Commanders and leaders
- Unknown: Lieutenant Gagarin

Units involved
- Detachment of Chechen fighters from the villages Sunzha, Germenchuk, Shali, Aldy and others: Team of Rangers

Strength
- ~600: 70

Casualties and losses
- 22 killed 50 drowned: 14 killed

= Battle of Shchedrinskaya =

1788 military conflict in Chervlyonnaya

On January 16, 1788, Chechen fighters attempted to attack a plantation near Chervlyonnaya, spurred by Sheikh Mansur's letters urging them to attack Russian settlements. However, the Russian Empire repelled the attack.

== History ==
After suffering a heavy defeat in the 1787 October Campaign, Sheikh Mansur was forced to retreat to the fortress Sudzhuk-Kale. There, he began sending several letters to the peoples of the Caucasus, called on them to fight against the Russian Empire and attack Russian and Cossack settlements. In one of the letters, sent to the Chechens on January 1, Mansur promised them that he would soon return to Chechnya with an army of 6,000 cavalry, 9,000 infantry, and artillery, after which he would go to war with the Russians. Until then, he told them to intensify in their attacks on Russian borders. Caucasus Viceroy Peter Tekeli commented that "supported by assurances from the shikh, gathering in large detachments, they carry out attacks everywhere."
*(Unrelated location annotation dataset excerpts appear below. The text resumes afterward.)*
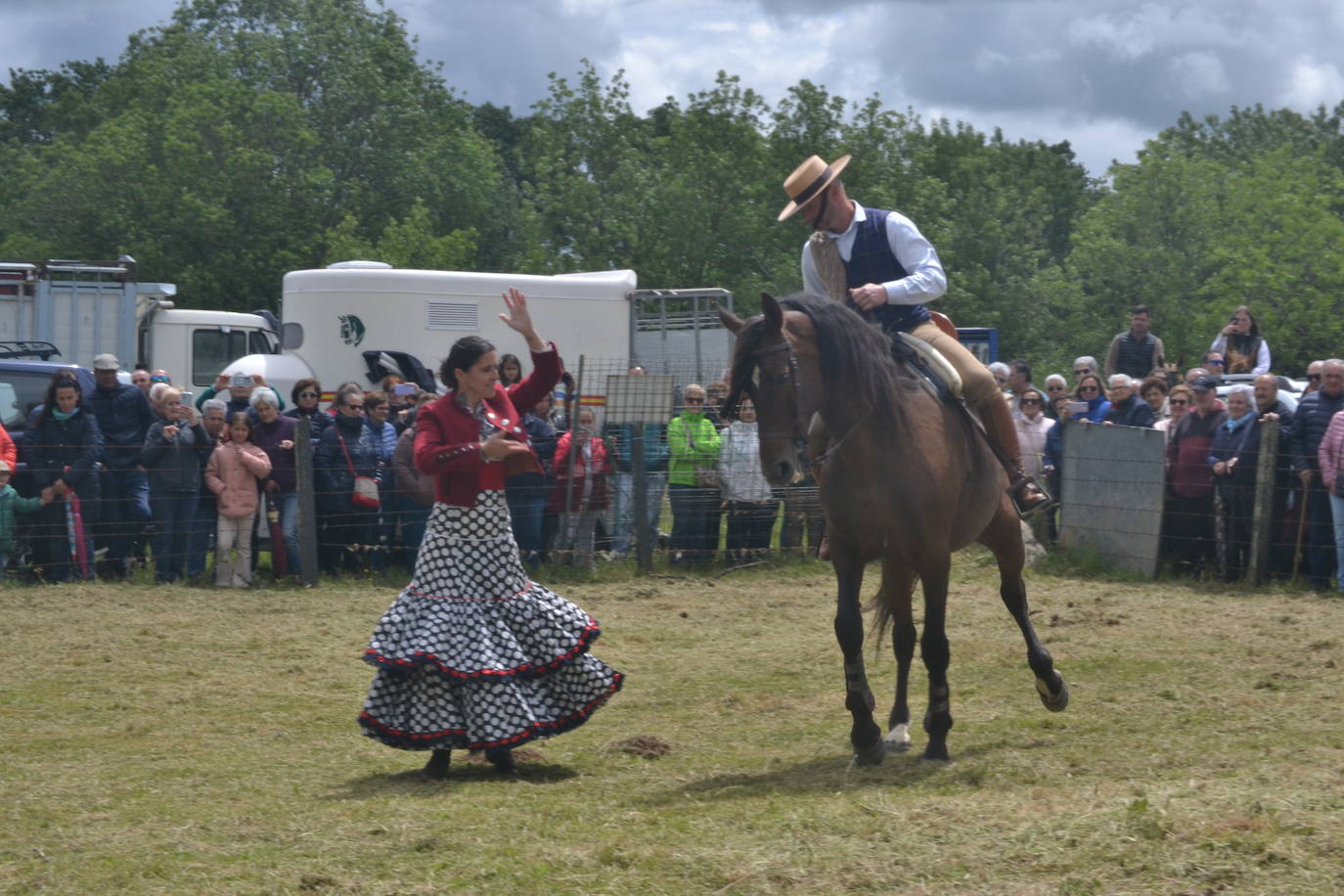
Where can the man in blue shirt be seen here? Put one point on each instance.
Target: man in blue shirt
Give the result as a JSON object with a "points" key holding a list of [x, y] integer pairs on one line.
{"points": [[879, 263]]}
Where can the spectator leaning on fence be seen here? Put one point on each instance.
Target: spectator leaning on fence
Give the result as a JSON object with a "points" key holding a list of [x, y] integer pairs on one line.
{"points": [[693, 453], [1127, 409], [233, 473], [124, 418], [274, 434], [1232, 456], [1181, 399], [1032, 430], [1089, 389], [306, 396], [1192, 492], [751, 504], [1153, 391], [215, 422], [1330, 458], [581, 488], [1136, 351], [175, 453], [1309, 424], [10, 506], [64, 448], [1242, 345], [348, 449], [1056, 387]]}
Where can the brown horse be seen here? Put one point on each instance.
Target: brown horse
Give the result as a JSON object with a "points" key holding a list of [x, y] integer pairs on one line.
{"points": [[906, 481]]}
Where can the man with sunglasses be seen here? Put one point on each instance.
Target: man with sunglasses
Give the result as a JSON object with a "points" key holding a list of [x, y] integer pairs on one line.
{"points": [[1136, 352], [1314, 378], [877, 262], [1304, 439]]}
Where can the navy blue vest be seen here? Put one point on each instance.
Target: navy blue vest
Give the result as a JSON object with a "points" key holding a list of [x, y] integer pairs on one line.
{"points": [[873, 262]]}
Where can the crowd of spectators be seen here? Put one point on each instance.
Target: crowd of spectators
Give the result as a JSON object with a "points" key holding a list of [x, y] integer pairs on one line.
{"points": [[141, 471]]}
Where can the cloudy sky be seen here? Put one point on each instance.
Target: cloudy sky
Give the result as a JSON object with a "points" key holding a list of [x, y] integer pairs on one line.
{"points": [[1103, 74]]}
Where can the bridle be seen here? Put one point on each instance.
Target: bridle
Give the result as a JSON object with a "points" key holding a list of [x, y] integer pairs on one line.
{"points": [[800, 434]]}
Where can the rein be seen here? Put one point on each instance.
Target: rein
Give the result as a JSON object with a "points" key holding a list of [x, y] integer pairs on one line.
{"points": [[800, 434]]}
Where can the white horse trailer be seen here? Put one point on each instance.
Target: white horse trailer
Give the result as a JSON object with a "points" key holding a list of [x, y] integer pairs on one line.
{"points": [[363, 320]]}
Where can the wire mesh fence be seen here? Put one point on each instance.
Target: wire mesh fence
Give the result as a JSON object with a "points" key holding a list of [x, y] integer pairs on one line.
{"points": [[637, 470]]}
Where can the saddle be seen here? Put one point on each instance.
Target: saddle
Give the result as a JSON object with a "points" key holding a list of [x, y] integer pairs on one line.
{"points": [[935, 375]]}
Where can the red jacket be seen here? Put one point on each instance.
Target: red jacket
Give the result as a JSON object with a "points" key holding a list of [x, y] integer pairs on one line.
{"points": [[448, 438], [599, 470]]}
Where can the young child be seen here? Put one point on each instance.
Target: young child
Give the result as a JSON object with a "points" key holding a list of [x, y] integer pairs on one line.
{"points": [[233, 473], [11, 504]]}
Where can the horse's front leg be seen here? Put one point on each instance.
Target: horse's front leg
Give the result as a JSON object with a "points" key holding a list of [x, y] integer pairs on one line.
{"points": [[898, 582], [865, 734]]}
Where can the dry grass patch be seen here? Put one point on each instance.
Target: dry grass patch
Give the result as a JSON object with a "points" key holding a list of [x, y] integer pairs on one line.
{"points": [[180, 739]]}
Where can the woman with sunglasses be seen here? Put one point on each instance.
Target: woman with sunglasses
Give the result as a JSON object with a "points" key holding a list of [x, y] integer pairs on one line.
{"points": [[1240, 344], [306, 395], [1089, 389], [1178, 403]]}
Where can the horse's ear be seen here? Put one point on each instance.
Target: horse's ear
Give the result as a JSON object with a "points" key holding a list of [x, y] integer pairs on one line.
{"points": [[730, 321], [773, 313]]}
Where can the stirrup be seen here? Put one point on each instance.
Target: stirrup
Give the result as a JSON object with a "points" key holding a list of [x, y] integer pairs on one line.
{"points": [[1027, 496]]}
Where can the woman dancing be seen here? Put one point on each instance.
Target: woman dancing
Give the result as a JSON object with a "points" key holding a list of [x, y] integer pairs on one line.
{"points": [[473, 654]]}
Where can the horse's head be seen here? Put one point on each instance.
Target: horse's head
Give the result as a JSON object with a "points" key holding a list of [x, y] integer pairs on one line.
{"points": [[775, 364]]}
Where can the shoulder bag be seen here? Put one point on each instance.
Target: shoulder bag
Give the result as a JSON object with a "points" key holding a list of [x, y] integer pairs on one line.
{"points": [[366, 488]]}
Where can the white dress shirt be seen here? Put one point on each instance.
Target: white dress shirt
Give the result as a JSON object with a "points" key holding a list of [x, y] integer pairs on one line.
{"points": [[924, 280]]}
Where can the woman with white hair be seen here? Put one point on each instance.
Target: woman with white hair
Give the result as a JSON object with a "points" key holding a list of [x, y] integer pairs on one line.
{"points": [[1234, 458], [175, 453], [274, 434]]}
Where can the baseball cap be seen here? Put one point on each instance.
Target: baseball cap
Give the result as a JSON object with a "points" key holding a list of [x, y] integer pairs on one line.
{"points": [[1203, 383]]}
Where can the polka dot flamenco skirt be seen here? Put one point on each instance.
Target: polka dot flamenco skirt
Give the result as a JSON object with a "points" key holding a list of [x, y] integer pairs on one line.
{"points": [[471, 653]]}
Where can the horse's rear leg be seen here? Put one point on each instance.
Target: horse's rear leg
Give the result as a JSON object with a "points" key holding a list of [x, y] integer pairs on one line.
{"points": [[937, 655], [865, 734], [1003, 536], [898, 582]]}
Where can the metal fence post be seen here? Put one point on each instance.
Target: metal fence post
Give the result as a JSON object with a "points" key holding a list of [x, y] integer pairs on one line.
{"points": [[306, 501], [1262, 516]]}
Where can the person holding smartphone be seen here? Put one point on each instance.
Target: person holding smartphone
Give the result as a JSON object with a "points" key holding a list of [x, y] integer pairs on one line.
{"points": [[1242, 345]]}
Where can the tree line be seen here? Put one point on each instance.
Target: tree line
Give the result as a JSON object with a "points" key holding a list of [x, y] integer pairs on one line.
{"points": [[250, 137]]}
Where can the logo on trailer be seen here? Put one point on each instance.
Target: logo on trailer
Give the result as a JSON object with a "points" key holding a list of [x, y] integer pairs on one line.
{"points": [[351, 330]]}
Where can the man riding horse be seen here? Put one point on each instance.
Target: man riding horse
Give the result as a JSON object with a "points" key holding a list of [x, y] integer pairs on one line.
{"points": [[879, 263]]}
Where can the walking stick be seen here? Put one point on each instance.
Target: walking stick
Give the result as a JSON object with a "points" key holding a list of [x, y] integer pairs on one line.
{"points": [[1301, 531]]}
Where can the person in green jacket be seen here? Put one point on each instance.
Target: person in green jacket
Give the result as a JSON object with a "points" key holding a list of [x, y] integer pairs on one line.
{"points": [[693, 490], [10, 506]]}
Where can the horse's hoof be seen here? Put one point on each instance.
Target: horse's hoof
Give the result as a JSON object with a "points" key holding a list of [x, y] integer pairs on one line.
{"points": [[1058, 701], [873, 755], [898, 739]]}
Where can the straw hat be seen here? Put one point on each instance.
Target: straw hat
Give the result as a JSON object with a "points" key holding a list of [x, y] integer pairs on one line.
{"points": [[808, 180]]}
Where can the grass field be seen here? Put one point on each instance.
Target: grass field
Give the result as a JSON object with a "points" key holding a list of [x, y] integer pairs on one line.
{"points": [[197, 740]]}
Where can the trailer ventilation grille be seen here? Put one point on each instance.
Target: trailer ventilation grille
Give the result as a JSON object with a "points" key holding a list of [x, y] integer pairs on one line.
{"points": [[452, 316]]}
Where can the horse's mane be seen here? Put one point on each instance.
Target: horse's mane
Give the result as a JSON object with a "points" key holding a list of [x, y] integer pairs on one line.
{"points": [[855, 355]]}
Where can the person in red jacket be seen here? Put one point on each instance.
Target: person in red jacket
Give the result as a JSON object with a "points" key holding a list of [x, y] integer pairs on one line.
{"points": [[473, 654], [579, 492], [1191, 510]]}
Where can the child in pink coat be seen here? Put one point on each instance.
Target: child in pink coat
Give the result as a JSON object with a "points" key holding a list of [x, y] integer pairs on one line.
{"points": [[233, 473]]}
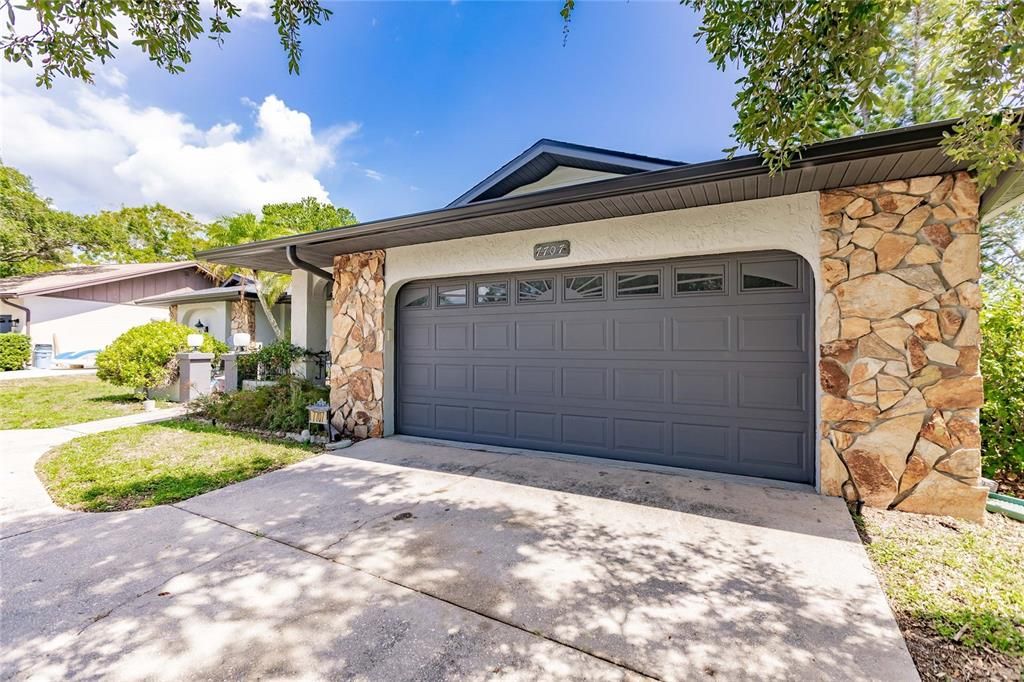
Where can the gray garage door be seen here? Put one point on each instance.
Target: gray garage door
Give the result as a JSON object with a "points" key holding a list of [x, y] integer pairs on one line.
{"points": [[696, 363]]}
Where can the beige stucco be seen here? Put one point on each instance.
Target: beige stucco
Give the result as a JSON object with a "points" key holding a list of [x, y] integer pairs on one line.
{"points": [[790, 223]]}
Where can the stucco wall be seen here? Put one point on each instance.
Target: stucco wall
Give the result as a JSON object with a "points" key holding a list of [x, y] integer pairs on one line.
{"points": [[790, 223], [75, 325]]}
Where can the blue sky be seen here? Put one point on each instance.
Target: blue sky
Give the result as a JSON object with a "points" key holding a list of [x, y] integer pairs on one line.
{"points": [[410, 104]]}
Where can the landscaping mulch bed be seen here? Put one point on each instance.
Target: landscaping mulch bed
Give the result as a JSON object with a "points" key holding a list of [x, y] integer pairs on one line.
{"points": [[956, 589]]}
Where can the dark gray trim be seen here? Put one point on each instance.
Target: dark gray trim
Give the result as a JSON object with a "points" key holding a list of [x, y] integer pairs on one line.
{"points": [[291, 253], [877, 157], [28, 313]]}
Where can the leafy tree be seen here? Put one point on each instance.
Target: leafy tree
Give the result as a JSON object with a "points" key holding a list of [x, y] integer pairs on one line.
{"points": [[275, 220], [68, 37], [1003, 367], [814, 67], [142, 235], [34, 236]]}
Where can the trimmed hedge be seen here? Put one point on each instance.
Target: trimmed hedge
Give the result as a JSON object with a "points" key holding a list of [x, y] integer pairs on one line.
{"points": [[278, 408], [15, 351], [143, 356]]}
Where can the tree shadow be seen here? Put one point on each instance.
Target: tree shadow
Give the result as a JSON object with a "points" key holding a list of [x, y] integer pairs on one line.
{"points": [[481, 578]]}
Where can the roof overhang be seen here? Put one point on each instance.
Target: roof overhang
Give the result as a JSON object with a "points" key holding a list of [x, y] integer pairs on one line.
{"points": [[91, 275], [214, 294], [871, 158]]}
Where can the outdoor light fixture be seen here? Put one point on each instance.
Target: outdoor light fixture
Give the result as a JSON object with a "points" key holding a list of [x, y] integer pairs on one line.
{"points": [[320, 413], [241, 340]]}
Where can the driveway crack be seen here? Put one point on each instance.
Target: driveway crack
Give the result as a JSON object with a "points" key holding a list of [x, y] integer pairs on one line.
{"points": [[162, 583], [430, 595]]}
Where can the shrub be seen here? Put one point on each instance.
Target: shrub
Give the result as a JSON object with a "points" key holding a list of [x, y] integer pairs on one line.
{"points": [[143, 356], [278, 408], [15, 351], [270, 361], [1003, 369]]}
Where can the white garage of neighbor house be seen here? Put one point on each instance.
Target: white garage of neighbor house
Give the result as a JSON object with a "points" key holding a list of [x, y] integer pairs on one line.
{"points": [[84, 307], [817, 326]]}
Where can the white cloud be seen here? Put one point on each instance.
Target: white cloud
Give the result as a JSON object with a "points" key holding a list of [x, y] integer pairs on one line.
{"points": [[90, 151], [112, 76]]}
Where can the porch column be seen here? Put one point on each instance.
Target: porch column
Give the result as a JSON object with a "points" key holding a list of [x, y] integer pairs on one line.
{"points": [[357, 344], [900, 339], [308, 316]]}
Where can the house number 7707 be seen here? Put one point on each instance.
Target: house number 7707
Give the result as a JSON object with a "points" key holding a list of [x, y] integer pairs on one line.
{"points": [[551, 250]]}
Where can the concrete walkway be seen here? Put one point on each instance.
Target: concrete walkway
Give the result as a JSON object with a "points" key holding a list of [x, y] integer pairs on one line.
{"points": [[24, 502], [33, 373], [400, 560]]}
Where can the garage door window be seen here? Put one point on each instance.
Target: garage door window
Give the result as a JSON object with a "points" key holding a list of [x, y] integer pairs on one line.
{"points": [[536, 291], [452, 295], [638, 284], [492, 292], [583, 287], [698, 280], [770, 274]]}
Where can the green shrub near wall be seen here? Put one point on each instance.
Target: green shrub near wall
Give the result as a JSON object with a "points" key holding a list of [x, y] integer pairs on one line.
{"points": [[15, 351], [1003, 369], [143, 356], [278, 408]]}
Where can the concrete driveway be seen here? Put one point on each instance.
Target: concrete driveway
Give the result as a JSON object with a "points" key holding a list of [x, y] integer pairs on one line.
{"points": [[397, 560]]}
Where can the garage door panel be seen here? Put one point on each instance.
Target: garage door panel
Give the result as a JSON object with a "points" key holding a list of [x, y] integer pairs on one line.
{"points": [[702, 387], [719, 382], [773, 333], [536, 335], [632, 335], [589, 335], [702, 333], [493, 336]]}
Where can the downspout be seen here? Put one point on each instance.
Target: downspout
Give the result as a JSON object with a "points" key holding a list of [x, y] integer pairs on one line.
{"points": [[291, 252], [28, 314]]}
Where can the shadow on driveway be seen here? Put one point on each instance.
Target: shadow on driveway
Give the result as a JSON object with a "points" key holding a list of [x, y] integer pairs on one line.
{"points": [[398, 560]]}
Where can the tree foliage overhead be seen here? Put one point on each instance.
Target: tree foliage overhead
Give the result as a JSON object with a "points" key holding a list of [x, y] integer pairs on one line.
{"points": [[33, 233], [814, 68], [274, 220], [68, 37], [143, 235]]}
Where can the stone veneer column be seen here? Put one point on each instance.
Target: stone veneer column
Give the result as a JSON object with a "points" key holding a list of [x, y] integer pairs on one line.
{"points": [[244, 317], [900, 342], [357, 344]]}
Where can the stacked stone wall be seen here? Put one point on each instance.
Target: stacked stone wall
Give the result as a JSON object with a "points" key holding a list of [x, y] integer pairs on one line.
{"points": [[357, 344], [899, 345]]}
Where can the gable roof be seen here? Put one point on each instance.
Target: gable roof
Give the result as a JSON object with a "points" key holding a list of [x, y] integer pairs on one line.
{"points": [[84, 275], [889, 155], [546, 155], [224, 293]]}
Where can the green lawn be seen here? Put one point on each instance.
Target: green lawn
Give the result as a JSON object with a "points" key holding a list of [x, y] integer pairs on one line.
{"points": [[956, 588], [40, 403], [158, 464]]}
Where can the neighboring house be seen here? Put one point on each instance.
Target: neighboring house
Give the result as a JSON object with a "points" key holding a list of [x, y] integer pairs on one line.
{"points": [[819, 326], [226, 310], [87, 306]]}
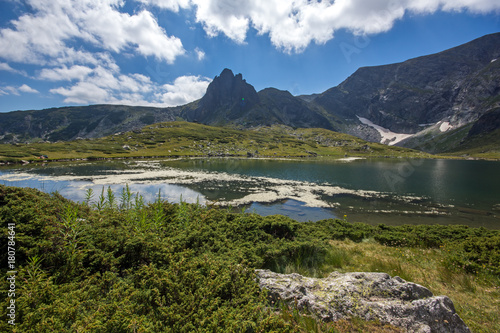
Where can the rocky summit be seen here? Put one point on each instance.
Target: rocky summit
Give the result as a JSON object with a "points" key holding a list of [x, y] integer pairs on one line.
{"points": [[370, 296], [428, 103]]}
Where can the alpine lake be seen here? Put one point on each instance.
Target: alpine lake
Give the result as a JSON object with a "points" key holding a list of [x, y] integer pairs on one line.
{"points": [[374, 191]]}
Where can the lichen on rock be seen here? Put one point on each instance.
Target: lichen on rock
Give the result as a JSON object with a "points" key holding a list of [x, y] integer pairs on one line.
{"points": [[370, 296]]}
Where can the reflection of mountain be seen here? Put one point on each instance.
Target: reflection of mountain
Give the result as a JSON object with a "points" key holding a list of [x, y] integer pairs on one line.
{"points": [[429, 102]]}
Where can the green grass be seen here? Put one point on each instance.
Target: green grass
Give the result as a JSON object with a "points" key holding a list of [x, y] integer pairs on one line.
{"points": [[177, 139], [116, 264]]}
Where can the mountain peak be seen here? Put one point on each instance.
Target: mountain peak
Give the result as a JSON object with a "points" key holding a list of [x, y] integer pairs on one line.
{"points": [[228, 96]]}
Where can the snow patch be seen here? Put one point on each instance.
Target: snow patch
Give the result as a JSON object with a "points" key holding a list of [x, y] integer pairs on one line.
{"points": [[388, 137]]}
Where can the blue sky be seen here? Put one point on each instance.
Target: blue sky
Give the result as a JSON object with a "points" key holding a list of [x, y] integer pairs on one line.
{"points": [[165, 52]]}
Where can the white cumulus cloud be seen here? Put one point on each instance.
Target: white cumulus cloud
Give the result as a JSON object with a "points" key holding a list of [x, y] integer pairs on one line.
{"points": [[185, 89], [293, 24], [105, 85], [49, 31], [12, 90]]}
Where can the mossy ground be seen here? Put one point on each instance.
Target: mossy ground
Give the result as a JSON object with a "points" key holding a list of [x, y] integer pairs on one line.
{"points": [[115, 264], [190, 139]]}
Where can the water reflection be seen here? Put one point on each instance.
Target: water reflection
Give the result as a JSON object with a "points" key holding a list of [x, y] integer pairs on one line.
{"points": [[387, 191]]}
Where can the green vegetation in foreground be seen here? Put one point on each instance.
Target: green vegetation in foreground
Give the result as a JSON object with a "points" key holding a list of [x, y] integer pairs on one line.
{"points": [[190, 139], [115, 264]]}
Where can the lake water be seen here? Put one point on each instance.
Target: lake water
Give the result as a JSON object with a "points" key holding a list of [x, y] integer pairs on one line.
{"points": [[390, 191]]}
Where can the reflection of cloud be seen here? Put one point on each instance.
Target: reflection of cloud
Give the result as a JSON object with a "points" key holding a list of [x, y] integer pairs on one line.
{"points": [[149, 177]]}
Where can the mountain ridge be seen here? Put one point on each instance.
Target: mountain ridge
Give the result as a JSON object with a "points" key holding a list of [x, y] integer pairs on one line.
{"points": [[410, 103]]}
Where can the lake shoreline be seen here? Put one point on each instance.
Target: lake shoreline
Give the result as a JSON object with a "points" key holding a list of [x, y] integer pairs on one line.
{"points": [[263, 157]]}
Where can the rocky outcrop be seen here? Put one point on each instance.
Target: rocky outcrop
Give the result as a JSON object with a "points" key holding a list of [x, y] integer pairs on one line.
{"points": [[368, 296], [489, 122], [455, 86]]}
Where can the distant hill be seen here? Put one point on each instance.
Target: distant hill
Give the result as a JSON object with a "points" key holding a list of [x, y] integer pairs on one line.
{"points": [[423, 97], [429, 103]]}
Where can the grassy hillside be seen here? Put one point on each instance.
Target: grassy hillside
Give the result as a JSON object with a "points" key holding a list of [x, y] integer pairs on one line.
{"points": [[189, 139], [117, 265]]}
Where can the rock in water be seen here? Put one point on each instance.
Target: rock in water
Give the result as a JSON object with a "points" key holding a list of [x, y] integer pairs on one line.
{"points": [[370, 296]]}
The Chechens began carrying out more raids, such as a raid on the Novogladkovskaya state post office near Kizlyar, capturing the sergeant of the Kizlyar garrison battalion Osipov and several Cossacks. "Inflamed by Mansur's letters," Tekelli reported, "the Chechens are increasingly disobeying their rulers and elders and launching attacks on the Russian borders."

On the night of January 16, a detachment of 600 Chechens crossed the Terek River and made their way to the plantation, 40 miles from the village Chervlyonnaya. The detachment, according to Russian authorities, included several people from villages considered loyal to the Russian Empire. The Chechens had passed through villages subject to the Aksai princes, previously considered loyal to Russia, leading pro-Russian Chechen princes to claim that the Aksai nobility were "not strong to keep their subjects, inflamed by Mansur's letters."

The same day, the Chechens attacked the plantation, but there they were met by a team of 70 rangers. The disorganized Chechens were repelled and suffered 22 deaths. While trying to flee across the Terek River, another 50 fighters drowned.